The director of an award-winning German ballet company who smeared his dog’s poo on a dance critic’s face has failed to apologise, saying he was responding to years of “destructive criticism”.
Marco Goecke admitted in an interview with the broadcaster NDR that his “method of attack” was certainly not “superb” but said that he acted urgently when he saw the journalist, Wiebke Hüster.
Goecke, winner of the 2022 German dance prize, is being investigated by police on charges of criminal assault and has been suspended from his position as head of the Hanover State Opera ballet company and banned from entering the opera house.
The incident has caused a wave of criticism. The theater in northern Germany, where Goecke has been working since 2019, urged him to apologize and explain his actions to management, saying he had caused “enormous damage” to his reputation and had “deeply offended” Hüster. .
Meanwhile, Leander Haussmann, chief film and theater director, told NDR Kultur: “Here’s a colleague who has lost his own importance. This is an offence. And if he does not ask for forgiveness he will no longer have a place in our ranks; he is no longer an artist. We’re meant to be human, a moral institution, we don’t do anything like this, even in the name of art, and it won’t get any support.”

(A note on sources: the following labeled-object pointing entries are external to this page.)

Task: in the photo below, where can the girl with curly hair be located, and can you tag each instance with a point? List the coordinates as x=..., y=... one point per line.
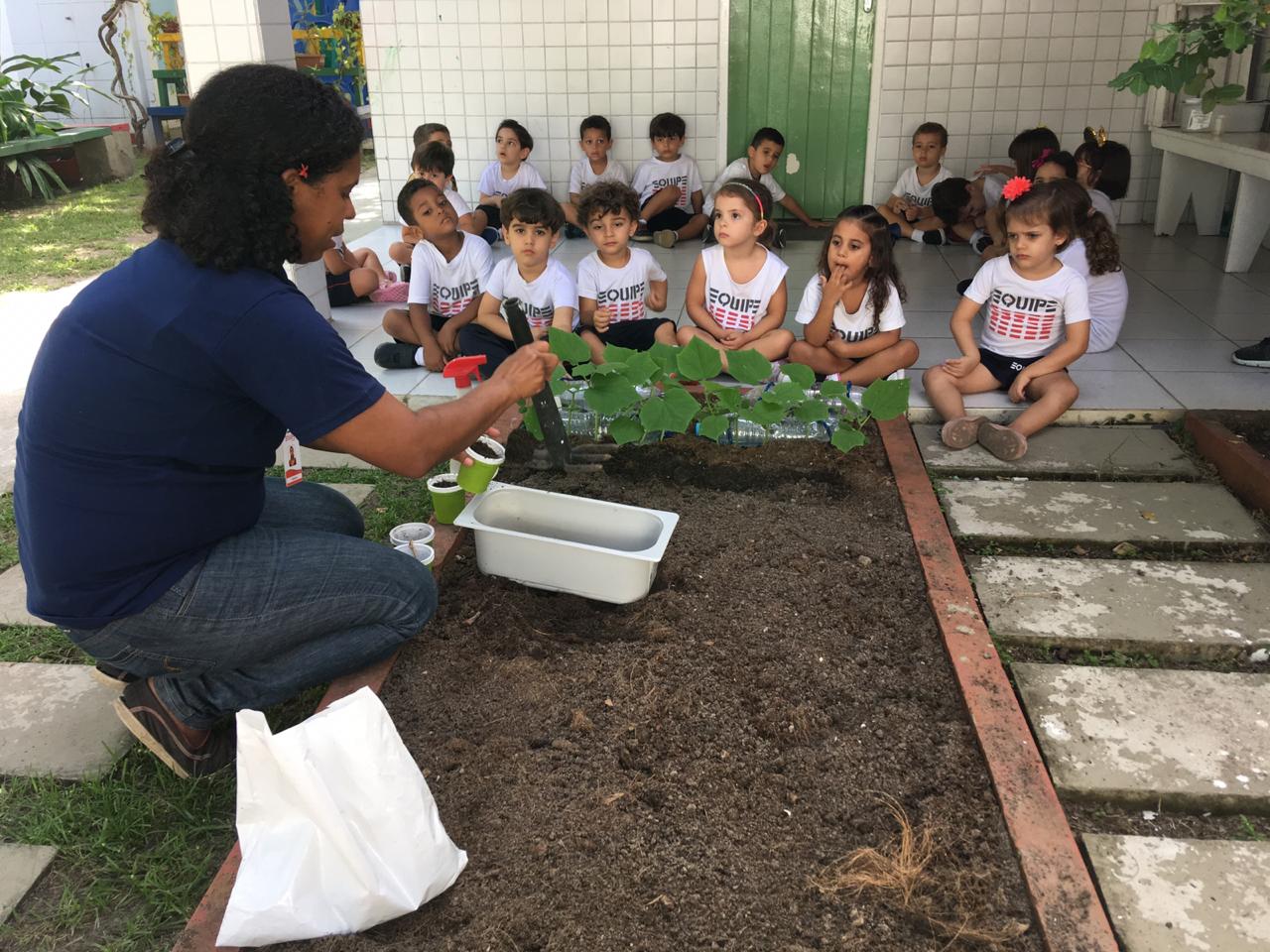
x=158, y=400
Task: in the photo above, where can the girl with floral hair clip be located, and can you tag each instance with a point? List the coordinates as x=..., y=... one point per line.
x=1038, y=324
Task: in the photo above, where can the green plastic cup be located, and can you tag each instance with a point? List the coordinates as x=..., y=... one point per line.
x=447, y=498
x=486, y=456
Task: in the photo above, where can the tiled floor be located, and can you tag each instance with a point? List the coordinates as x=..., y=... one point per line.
x=1185, y=317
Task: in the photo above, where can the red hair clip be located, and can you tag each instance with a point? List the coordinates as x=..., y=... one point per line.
x=1016, y=186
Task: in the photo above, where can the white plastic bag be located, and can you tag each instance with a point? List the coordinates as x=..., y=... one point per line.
x=339, y=830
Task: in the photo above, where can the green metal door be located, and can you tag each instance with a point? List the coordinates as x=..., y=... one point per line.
x=804, y=67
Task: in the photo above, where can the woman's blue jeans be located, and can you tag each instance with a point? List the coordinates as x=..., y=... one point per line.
x=298, y=599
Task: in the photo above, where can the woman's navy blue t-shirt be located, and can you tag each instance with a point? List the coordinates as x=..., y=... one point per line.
x=157, y=402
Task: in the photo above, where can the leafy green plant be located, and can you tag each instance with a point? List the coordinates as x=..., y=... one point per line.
x=1178, y=58
x=644, y=394
x=26, y=107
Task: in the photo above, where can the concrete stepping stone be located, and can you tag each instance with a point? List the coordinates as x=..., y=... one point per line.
x=356, y=492
x=1179, y=895
x=1086, y=452
x=1109, y=513
x=1173, y=610
x=1189, y=740
x=21, y=869
x=56, y=720
x=13, y=599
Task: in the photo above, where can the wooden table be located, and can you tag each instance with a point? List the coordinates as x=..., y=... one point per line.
x=1197, y=166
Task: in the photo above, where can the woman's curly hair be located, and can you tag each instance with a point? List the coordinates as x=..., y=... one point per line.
x=221, y=197
x=1101, y=249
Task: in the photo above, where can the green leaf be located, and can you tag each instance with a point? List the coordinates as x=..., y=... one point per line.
x=610, y=394
x=885, y=399
x=812, y=411
x=801, y=373
x=714, y=426
x=749, y=366
x=568, y=345
x=625, y=429
x=698, y=361
x=847, y=438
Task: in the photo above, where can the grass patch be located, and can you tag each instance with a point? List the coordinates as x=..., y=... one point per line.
x=72, y=236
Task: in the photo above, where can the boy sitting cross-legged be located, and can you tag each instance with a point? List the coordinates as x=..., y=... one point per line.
x=531, y=227
x=668, y=185
x=448, y=271
x=617, y=285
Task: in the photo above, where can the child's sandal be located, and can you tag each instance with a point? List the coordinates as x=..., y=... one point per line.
x=960, y=431
x=1002, y=442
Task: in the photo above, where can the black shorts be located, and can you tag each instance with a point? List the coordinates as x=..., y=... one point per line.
x=493, y=214
x=634, y=335
x=671, y=220
x=339, y=290
x=1005, y=368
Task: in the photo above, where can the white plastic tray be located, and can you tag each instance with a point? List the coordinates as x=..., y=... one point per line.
x=588, y=547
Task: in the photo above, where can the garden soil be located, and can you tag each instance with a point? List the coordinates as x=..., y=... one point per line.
x=684, y=772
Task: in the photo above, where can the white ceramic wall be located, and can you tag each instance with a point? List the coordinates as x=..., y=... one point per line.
x=548, y=63
x=987, y=68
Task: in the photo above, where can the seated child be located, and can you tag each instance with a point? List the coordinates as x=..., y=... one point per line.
x=668, y=184
x=531, y=227
x=1103, y=167
x=508, y=173
x=852, y=307
x=353, y=277
x=595, y=137
x=432, y=162
x=1038, y=324
x=1095, y=254
x=910, y=207
x=449, y=270
x=765, y=151
x=617, y=285
x=737, y=293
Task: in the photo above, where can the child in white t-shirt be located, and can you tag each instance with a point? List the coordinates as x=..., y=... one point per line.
x=737, y=293
x=1038, y=324
x=449, y=270
x=619, y=285
x=765, y=151
x=910, y=207
x=852, y=307
x=504, y=176
x=668, y=185
x=594, y=137
x=545, y=289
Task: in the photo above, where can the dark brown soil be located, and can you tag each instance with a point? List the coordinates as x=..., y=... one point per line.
x=671, y=774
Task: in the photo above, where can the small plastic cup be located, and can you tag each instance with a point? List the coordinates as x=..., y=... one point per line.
x=412, y=532
x=447, y=498
x=486, y=456
x=418, y=549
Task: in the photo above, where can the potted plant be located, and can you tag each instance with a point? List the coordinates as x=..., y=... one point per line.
x=1180, y=58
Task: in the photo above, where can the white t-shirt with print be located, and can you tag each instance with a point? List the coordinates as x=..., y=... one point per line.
x=739, y=306
x=540, y=298
x=739, y=169
x=620, y=290
x=852, y=326
x=581, y=176
x=447, y=287
x=653, y=176
x=1026, y=317
x=492, y=181
x=1109, y=298
x=913, y=190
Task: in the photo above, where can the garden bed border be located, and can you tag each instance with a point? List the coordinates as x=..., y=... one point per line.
x=1069, y=910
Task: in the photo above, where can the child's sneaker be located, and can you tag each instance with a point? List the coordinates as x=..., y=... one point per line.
x=393, y=293
x=960, y=431
x=1002, y=442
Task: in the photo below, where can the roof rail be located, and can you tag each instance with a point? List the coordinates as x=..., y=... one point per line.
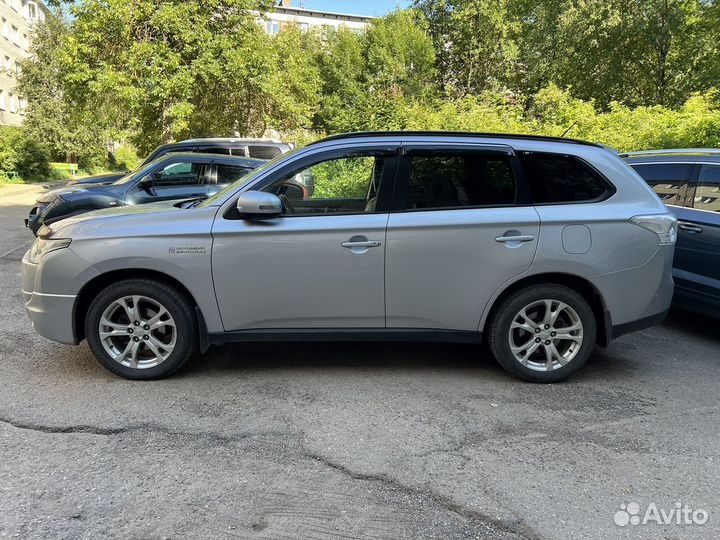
x=360, y=134
x=672, y=151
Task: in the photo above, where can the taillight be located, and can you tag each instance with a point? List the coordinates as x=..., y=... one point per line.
x=664, y=225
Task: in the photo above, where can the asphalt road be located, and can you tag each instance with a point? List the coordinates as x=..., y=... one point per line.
x=355, y=440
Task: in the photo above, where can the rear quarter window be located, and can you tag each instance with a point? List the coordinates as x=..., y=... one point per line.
x=666, y=179
x=561, y=178
x=264, y=152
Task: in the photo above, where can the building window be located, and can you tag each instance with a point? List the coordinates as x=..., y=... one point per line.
x=272, y=27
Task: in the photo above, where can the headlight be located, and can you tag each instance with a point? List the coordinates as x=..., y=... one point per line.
x=664, y=225
x=41, y=246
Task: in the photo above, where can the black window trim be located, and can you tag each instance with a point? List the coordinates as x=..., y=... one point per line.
x=402, y=183
x=608, y=193
x=688, y=185
x=387, y=181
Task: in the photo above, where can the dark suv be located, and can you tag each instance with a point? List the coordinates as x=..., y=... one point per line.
x=253, y=148
x=172, y=176
x=688, y=181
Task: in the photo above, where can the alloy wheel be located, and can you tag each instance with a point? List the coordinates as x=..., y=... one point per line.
x=546, y=335
x=137, y=332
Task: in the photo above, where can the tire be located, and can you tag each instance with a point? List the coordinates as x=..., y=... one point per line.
x=539, y=355
x=148, y=329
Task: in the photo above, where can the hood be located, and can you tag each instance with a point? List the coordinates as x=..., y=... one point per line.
x=68, y=193
x=106, y=178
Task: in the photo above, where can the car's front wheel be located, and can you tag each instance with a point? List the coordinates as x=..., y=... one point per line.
x=141, y=329
x=543, y=333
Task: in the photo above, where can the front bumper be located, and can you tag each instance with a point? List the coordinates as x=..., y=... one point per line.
x=50, y=290
x=51, y=315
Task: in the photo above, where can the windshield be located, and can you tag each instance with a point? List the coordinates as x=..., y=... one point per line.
x=247, y=178
x=139, y=172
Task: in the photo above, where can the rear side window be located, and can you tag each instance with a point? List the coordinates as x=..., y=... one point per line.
x=264, y=152
x=559, y=178
x=707, y=193
x=666, y=179
x=451, y=179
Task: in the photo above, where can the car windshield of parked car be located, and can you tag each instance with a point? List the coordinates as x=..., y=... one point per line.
x=247, y=178
x=137, y=173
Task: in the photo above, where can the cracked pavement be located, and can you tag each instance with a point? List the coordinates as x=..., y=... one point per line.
x=356, y=440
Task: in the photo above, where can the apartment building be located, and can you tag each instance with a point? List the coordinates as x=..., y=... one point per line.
x=285, y=14
x=17, y=18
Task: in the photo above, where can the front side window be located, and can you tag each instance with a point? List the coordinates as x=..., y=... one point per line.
x=227, y=174
x=179, y=174
x=347, y=185
x=560, y=178
x=451, y=179
x=215, y=150
x=668, y=180
x=707, y=192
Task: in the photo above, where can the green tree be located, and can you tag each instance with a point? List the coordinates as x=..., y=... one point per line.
x=474, y=41
x=54, y=119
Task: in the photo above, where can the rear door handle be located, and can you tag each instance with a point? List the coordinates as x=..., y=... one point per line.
x=516, y=238
x=689, y=227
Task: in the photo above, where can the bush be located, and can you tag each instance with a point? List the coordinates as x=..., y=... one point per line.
x=126, y=158
x=23, y=155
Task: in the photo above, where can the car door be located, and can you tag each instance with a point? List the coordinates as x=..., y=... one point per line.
x=697, y=261
x=456, y=236
x=320, y=264
x=180, y=178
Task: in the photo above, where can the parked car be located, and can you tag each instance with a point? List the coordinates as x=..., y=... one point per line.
x=688, y=181
x=543, y=246
x=254, y=148
x=173, y=176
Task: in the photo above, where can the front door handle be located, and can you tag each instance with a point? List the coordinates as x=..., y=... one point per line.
x=689, y=227
x=515, y=238
x=360, y=244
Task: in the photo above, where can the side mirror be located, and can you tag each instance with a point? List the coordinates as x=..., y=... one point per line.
x=259, y=205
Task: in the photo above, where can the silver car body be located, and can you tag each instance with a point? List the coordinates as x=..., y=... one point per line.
x=436, y=273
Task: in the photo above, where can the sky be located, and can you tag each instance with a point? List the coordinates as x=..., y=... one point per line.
x=364, y=7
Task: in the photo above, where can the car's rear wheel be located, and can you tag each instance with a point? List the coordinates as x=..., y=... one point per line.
x=141, y=329
x=543, y=333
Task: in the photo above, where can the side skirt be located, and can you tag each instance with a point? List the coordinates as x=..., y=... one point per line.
x=346, y=334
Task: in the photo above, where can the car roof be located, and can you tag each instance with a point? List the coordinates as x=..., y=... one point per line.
x=233, y=140
x=673, y=155
x=450, y=134
x=207, y=155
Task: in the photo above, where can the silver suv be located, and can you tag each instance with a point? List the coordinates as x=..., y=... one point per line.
x=544, y=247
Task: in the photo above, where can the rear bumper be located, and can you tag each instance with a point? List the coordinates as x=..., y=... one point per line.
x=621, y=329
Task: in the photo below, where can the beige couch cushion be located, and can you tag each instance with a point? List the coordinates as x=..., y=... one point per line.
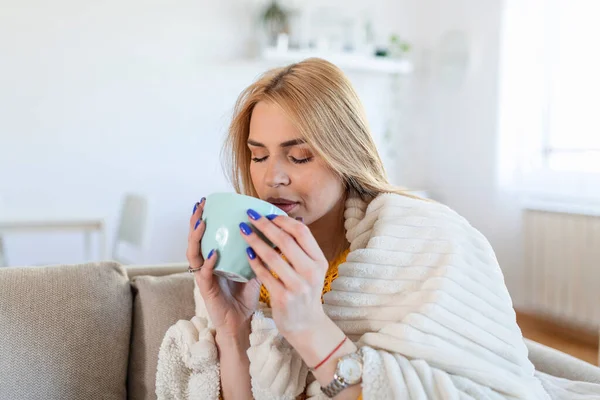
x=159, y=302
x=64, y=332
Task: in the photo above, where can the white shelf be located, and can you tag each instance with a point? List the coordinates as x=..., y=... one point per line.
x=348, y=61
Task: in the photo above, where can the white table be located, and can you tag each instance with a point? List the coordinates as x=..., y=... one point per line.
x=18, y=220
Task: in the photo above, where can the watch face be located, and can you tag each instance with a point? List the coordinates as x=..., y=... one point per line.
x=350, y=369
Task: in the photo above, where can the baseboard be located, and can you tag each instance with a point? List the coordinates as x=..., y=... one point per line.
x=567, y=331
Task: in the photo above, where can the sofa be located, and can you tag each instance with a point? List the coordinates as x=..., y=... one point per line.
x=92, y=331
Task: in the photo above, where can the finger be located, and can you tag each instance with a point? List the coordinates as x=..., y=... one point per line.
x=263, y=275
x=290, y=278
x=205, y=279
x=286, y=243
x=197, y=212
x=300, y=233
x=194, y=255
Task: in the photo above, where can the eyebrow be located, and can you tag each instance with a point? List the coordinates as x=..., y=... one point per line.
x=288, y=143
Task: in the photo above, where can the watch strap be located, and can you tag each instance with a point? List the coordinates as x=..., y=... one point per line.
x=334, y=387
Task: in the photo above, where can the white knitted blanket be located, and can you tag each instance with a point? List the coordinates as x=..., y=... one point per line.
x=421, y=292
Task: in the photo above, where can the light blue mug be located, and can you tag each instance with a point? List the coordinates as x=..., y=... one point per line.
x=222, y=214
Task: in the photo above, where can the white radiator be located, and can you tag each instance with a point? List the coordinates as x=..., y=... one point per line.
x=562, y=259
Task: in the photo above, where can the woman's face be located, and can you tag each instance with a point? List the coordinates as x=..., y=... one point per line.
x=284, y=169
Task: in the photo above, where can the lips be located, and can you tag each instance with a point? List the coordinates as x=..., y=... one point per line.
x=284, y=204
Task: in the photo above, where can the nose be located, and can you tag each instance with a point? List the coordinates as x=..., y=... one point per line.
x=276, y=175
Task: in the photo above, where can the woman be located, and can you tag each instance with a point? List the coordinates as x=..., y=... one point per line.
x=376, y=294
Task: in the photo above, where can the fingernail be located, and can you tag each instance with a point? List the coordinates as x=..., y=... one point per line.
x=245, y=228
x=253, y=214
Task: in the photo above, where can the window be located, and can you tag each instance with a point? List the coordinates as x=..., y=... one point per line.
x=573, y=112
x=550, y=100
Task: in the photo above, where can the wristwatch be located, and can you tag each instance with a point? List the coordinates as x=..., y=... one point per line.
x=347, y=373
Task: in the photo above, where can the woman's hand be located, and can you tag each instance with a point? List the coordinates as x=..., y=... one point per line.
x=296, y=292
x=230, y=305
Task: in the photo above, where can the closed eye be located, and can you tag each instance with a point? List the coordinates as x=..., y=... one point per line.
x=301, y=161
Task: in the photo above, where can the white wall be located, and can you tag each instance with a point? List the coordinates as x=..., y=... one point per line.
x=457, y=121
x=101, y=98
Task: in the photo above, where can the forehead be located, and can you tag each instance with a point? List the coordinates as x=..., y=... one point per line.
x=270, y=125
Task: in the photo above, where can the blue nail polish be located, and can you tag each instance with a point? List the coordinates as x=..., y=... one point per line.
x=253, y=214
x=245, y=228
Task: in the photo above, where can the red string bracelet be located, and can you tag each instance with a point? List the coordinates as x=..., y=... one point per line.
x=330, y=354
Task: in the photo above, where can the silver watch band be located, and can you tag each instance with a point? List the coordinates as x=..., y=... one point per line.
x=334, y=387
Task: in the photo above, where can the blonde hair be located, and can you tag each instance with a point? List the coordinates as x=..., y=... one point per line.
x=322, y=104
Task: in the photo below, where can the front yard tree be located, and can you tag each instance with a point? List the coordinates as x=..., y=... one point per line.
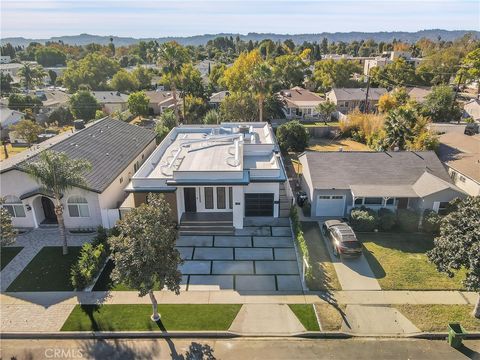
x=292, y=136
x=144, y=253
x=458, y=245
x=138, y=103
x=57, y=173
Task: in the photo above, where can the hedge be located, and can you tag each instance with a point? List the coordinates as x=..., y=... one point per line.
x=299, y=239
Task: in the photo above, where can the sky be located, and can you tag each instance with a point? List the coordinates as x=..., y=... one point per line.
x=138, y=18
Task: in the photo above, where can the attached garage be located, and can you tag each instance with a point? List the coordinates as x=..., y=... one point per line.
x=259, y=204
x=330, y=205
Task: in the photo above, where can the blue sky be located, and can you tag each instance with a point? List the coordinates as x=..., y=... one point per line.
x=137, y=18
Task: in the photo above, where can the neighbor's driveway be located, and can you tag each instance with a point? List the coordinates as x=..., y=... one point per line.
x=353, y=273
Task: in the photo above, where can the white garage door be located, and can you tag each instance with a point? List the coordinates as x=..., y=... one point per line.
x=330, y=205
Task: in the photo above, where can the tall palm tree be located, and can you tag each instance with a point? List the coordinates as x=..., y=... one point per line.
x=31, y=75
x=171, y=57
x=326, y=109
x=261, y=84
x=56, y=172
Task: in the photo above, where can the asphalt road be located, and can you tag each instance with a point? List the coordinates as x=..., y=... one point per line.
x=241, y=348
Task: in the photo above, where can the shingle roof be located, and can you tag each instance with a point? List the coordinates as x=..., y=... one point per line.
x=341, y=170
x=109, y=145
x=349, y=94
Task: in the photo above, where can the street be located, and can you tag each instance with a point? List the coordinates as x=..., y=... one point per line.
x=241, y=348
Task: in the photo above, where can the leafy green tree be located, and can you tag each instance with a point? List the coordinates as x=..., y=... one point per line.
x=168, y=119
x=261, y=84
x=239, y=106
x=329, y=73
x=212, y=117
x=326, y=109
x=147, y=233
x=143, y=76
x=83, y=105
x=27, y=130
x=138, y=103
x=50, y=56
x=7, y=231
x=171, y=57
x=292, y=136
x=458, y=245
x=93, y=71
x=57, y=173
x=124, y=81
x=440, y=105
x=31, y=75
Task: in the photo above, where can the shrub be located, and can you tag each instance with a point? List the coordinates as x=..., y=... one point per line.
x=386, y=219
x=431, y=222
x=407, y=220
x=363, y=219
x=88, y=264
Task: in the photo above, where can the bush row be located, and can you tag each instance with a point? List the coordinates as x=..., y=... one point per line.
x=299, y=239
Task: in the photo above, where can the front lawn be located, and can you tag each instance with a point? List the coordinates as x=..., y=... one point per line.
x=48, y=271
x=7, y=254
x=323, y=276
x=437, y=317
x=306, y=315
x=399, y=262
x=137, y=317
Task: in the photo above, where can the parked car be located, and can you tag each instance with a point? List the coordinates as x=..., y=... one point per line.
x=344, y=241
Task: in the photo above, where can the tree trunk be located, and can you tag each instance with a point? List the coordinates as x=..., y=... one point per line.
x=476, y=310
x=155, y=315
x=61, y=225
x=260, y=108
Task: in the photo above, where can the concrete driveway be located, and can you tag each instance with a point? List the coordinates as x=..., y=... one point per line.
x=353, y=273
x=256, y=258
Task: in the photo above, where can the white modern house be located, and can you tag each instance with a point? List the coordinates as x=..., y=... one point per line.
x=215, y=173
x=115, y=150
x=336, y=182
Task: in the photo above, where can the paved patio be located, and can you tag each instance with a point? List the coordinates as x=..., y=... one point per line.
x=256, y=258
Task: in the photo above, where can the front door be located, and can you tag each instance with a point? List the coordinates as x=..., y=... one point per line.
x=49, y=211
x=190, y=197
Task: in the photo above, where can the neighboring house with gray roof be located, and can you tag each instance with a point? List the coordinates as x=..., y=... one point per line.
x=460, y=153
x=111, y=101
x=349, y=99
x=336, y=182
x=115, y=149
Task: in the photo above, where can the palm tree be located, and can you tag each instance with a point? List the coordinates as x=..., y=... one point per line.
x=56, y=172
x=31, y=75
x=171, y=57
x=326, y=109
x=261, y=84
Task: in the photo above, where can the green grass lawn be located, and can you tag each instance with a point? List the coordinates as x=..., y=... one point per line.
x=324, y=276
x=7, y=254
x=48, y=271
x=137, y=317
x=399, y=262
x=306, y=314
x=437, y=317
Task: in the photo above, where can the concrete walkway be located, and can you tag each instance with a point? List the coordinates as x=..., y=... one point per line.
x=352, y=273
x=263, y=319
x=32, y=242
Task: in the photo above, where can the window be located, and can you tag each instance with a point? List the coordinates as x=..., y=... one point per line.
x=221, y=198
x=78, y=206
x=208, y=198
x=359, y=201
x=14, y=206
x=230, y=197
x=373, y=201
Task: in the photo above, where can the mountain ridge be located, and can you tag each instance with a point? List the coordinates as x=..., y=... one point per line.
x=386, y=36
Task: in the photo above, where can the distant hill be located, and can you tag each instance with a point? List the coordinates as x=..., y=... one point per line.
x=387, y=36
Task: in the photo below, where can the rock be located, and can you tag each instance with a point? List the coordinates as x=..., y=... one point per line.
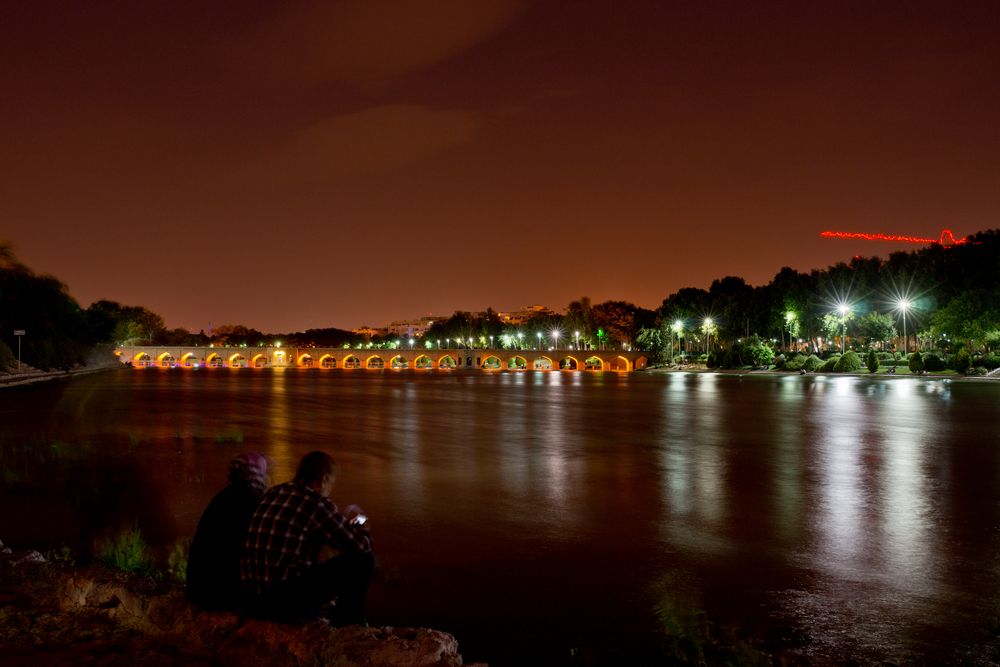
x=145, y=611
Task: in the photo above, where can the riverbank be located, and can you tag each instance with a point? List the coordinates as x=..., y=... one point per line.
x=54, y=613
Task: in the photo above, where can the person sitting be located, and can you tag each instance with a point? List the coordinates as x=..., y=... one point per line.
x=213, y=570
x=282, y=570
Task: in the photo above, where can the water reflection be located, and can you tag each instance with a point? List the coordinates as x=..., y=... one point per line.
x=864, y=510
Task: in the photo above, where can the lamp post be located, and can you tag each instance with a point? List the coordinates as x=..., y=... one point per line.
x=843, y=309
x=904, y=305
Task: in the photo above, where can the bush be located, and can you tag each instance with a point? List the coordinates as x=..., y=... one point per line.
x=761, y=355
x=177, y=561
x=961, y=361
x=795, y=362
x=127, y=552
x=872, y=361
x=933, y=362
x=812, y=363
x=849, y=363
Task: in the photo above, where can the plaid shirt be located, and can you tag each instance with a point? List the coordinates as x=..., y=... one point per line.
x=291, y=524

Falko Mohrs, the minister of science and culture in the state of Lower Saxony, where Hanover is located, said the incident was not justifiable. “Everyone has to be able to deal with criticism,” he said. “It is unacceptable and unacceptable to use violence and attack someone.”
Police are relying on witness accounts because Goecke disposed of the dog excrement and Hüster cleaned his face immediately afterwards.
Both Goecke and Hüster reported meeting for the first time during the intermission of Goecke’s latest production on Saturday evening. Goecke said he approached Hüster and wanted to talk to her about his review of his recent performance with the Netherlands Dance Theater in The Hague. Hüster, who has been a dance critic at the Frankfurter Allgemeine newspaper for the past two decades, called the performance “boring” and “disjointed” in her report.
“I told her ‘I’m a person’,” he said in the NDR interview, describing her response as “aggressive, arrogant and condescending”. He then admitted to smearing her face with his dog’s excrement, saying it was not premeditated but that he acted “in the heat of the moment”.
He said: “My old dachshund had done his business in his bag, which sometimes happens at his age, and I had just packed the poo into a bag and was trying to throw it away.”
Hüster, in her version of events, said that Goecke approached her in the crowded foyer and blocked her path, telling her that she should be banned from entering the theater because she had written negative reviews of his productions in always.
“I told him ‘no, that’s not true, there are performances of yours that I really admire. It’s not true,’” she said. “Then, suddenly, he pulled this bag out of his pocket. With the open side of the bag, he rubbed the dog excrement into my face. When I felt what he had done, I screamed. I was in a panic.”
People around her were stunned into silence, she said. One woman later told her how she chased Goecke through the hallway. “She tried to get help and grab the man, but someone came from the theater and took Marco Goecke to a separate room,” she said.
Goecke said he regretted the incident but did not offer an apology. “I think the methods I chose were definitely not great. Definitely. I think from a societal point of view, using such a method would not be approved or respected,” he said, sitting on a park bench with his 14-year-old dog, Gustav .
He added: “I’m also someone who has never done anything like that, and for this, of course, I’m a little bit upset. And the method I used was definitely not good.”
Gustav is a personality in himself, accompanying Goecke everywhere. The dog inspired his 2019 performance with the Paris Opera, Dogs Sleep.
Goecke appeared to try to defend the attack by implying that it was similar revenge for the years of negative criticism he had received.
“She threw shit at me for over 20 years. And at some point I asked myself if I want that, how would other people who work hard work, after having dirt thrown at them over such a long period of time. I don’t think anyone who is hardworking would put up with that for any length of time,” he said.
Hüster said in an interview with the BBC that she was surprised to hear from colleagues that Goecke was allowed to take a bow at the end of the night’s performance, “acting as if nothing had happened”.
She called the incident “an attack on the freedom of the press”, which she believed was premeditated.